We absolutely agree. Thank you for this point.

[Editors' note: further revisions were suggested prior to acceptance, as described below.]

Revisions:

A key definition in the work (as stated in the Discussion) is the exposure contact. However, apart from the parenthetical definition in the Discussion, exposure contact is not clearly defined. This is particularly important as estimates on the exposure contact seem to impact the estimates on the viral load to infectiousness functional relationship. In particular, infectiousness is defined "… as the viral load dependent probability of transmission given direct airway exposure to virus in an exposure contact." Why does the parameterization for this change so significantly pre and post lockdown when the main difference appears to be in exposure contacts?

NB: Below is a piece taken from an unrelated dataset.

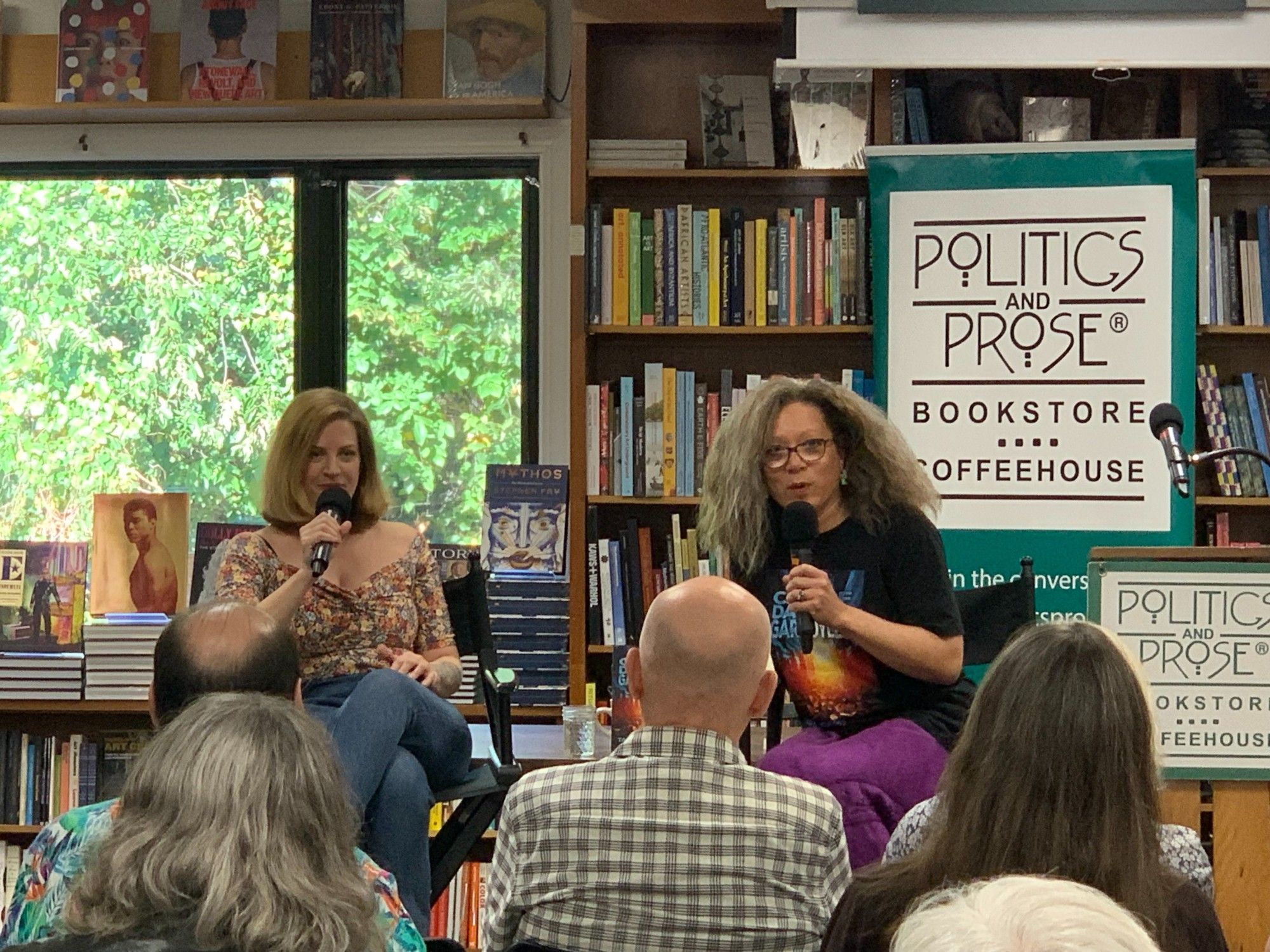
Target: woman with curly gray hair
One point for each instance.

Thank you for pointing this omission out. We have now added the following definition: an exposure contact is a susceptible person who is exposed to a SARS-CoV-2 infected person for a sufficient period of time and at a close enough distance to allow for the possibility of a successful transmission. The probability of transmission then becomes dependent on viral load of the infected person. For this reason, the number of exposure contacts may go down under conditions of quarantine or self-isolation upon developing symptoms.

The explanation given refers to "… more prolonged and intense exposure contacts…" This seems to imply an unequal reflection of what an "exposure contact" truly means. Furthermore, how does the "exposed contact rate" compare with exposure contacts.

We emphasize that exposure contacts were likely different (longer and more intimate) prior to widespread knowledge of the virus in Wuhan allowing for lower viral load transmissions. We eliminate the paragraph with “exposed contact rate” as we agree this is confusing.

Figure 10. This new figure is confusing. In the text, viral shedding kinetics are referred to as panel (A) and kinetics of infectivity as panel (B), but they are both part of panel (A) in the figure. What is different between the SARS-CoV-2 and Influenza schematics in panel (B). Panel (C) is referred to in the text but is not in the figure.

We fixed the paper such that the text matches the paper.